"Paying the Price" - Again

Now Libya's people are "paying the price", for being, well, Libyan, I am reminded of another people that, to use the words of the appalling Madeleine Albright, then US., Ambassador the the UN., were : " ... a price worth paying." She was talking of the deaths of half a million Iraqi children, on 12th May 1996.

When I was involved, as Senior Researcher, in John Pilger's ground breaking documentary on the reality of what was happening, in Iraq, resultant from America and Britain's (arm twisted) UN., backed embargo, not from the actions of the regime, one scene has stayed with me to haunt.

I took Pilger and his three person film crew to a small graveyard, in a remote area on Northern Iraq, where, a few months before, five child shepherds and their Grandfather had been buried.The youngest child was nearly six and the oldest was thirteen. They had been blown to pieces in the US., UK., (illegally) imposed "no fly zone." As Libya, the mis-noma meant the British and Americans could fly and bomb, and the Iraqis had no means of protection and could not even even fly commercial airliners.

The story, as told to me by one of those who had run, on hearing and seeing the bombing, to try and rescue them was harrowing and chilling. The 'planes he said, had circled low, so could certainly see the children, the older man and, it transpired, two hundred sheep, alone on the ancient, remote, Nineveh plain.

Then they bombed. The family was blown to bits. The rescuers spent the day collected the still warm pieces, trying to identify as much as they could to ensure each was ensured their own final resting place and not the all muddled together in an eternal discourtesy. He lowered his eyes as he said: "We tried, but there was so little, we are still not sure if there were pieces of sheep we had mistaken .."

We were taken to the graves by the children's Uncle. The youngest child had been exited at the prospect of going to school and had taken a notebook and pencil with him on his shepherding duties, to practice writing. Pilger asked whether the Uncle would be kind enough to bring the note book to us, so it could be recorded on film, the child's writing, as a small tribute; memorial.
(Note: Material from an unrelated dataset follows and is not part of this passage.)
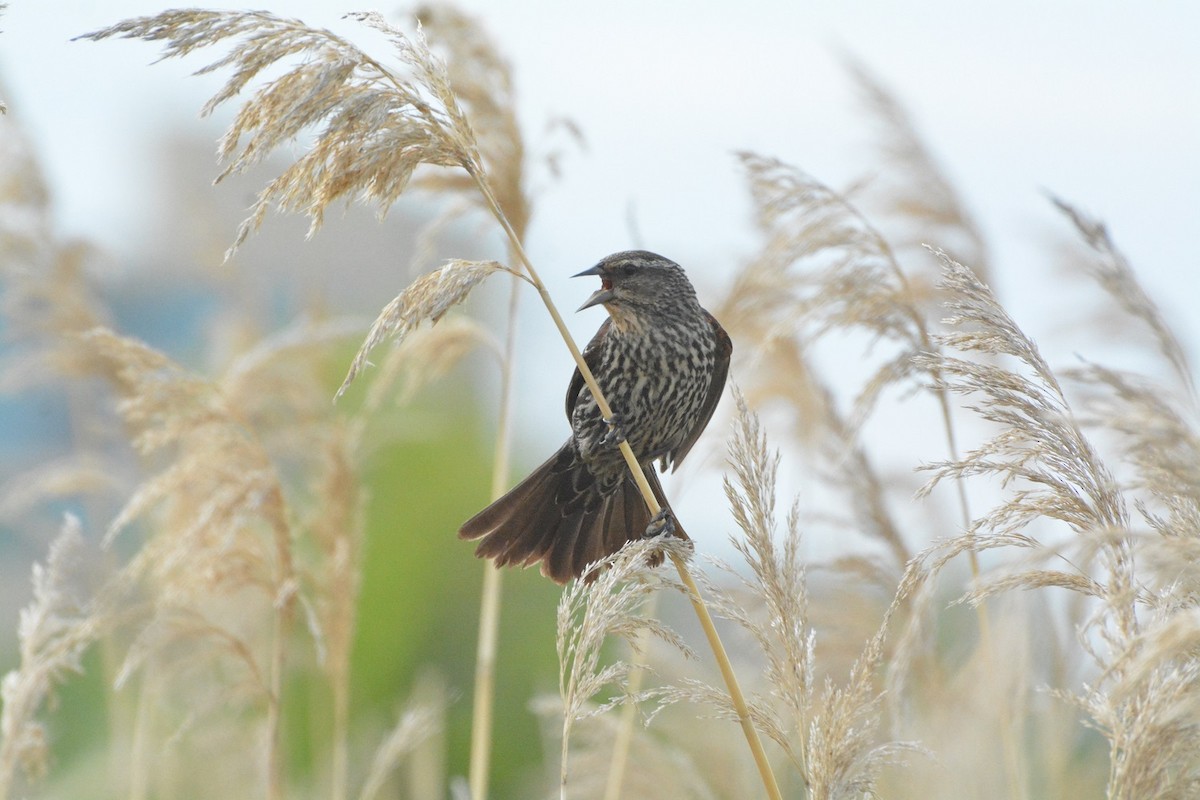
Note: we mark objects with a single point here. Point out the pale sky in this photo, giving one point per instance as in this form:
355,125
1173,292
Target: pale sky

When he returned, he was accompanied by a tiny woman, in a shabby and not too clean abaya. In a region where cleanliness is obligatory, she clearly had lost pride, will and nearly mind. She was the mother of the children and daughter of their Grandfather.

She walked down the steep, dusty path, to the graves, as if unaware of anything, tranced, mesmorised. She sat, silent, stone-still, on the smallest grave. That of the five year old. After some minutes, she walked back up the dusty path, in the searing heat. I was standing at the top, away from the film crew. I put out my hand, and stammering, attempted, impossibly, to find the words to somehow address the enormity of her tragedy. She listened to my inadequate, pathetic effort, put her hand in mine. It was ice cold, in an Iraq August of perhaps 130 degrees. She looked up at me, seemingly a representative of a country who had wrought this catastrophe on a tiny woman, from a tiny community, and her family, watching over their sheep.

"I want nothing from any of you", she said: "But I would just like to meet the pilot of that 'plane." She withdrew her icy hand and disappeared over the hill.

Yesterday Iraq. Today Libya. "Paying the price."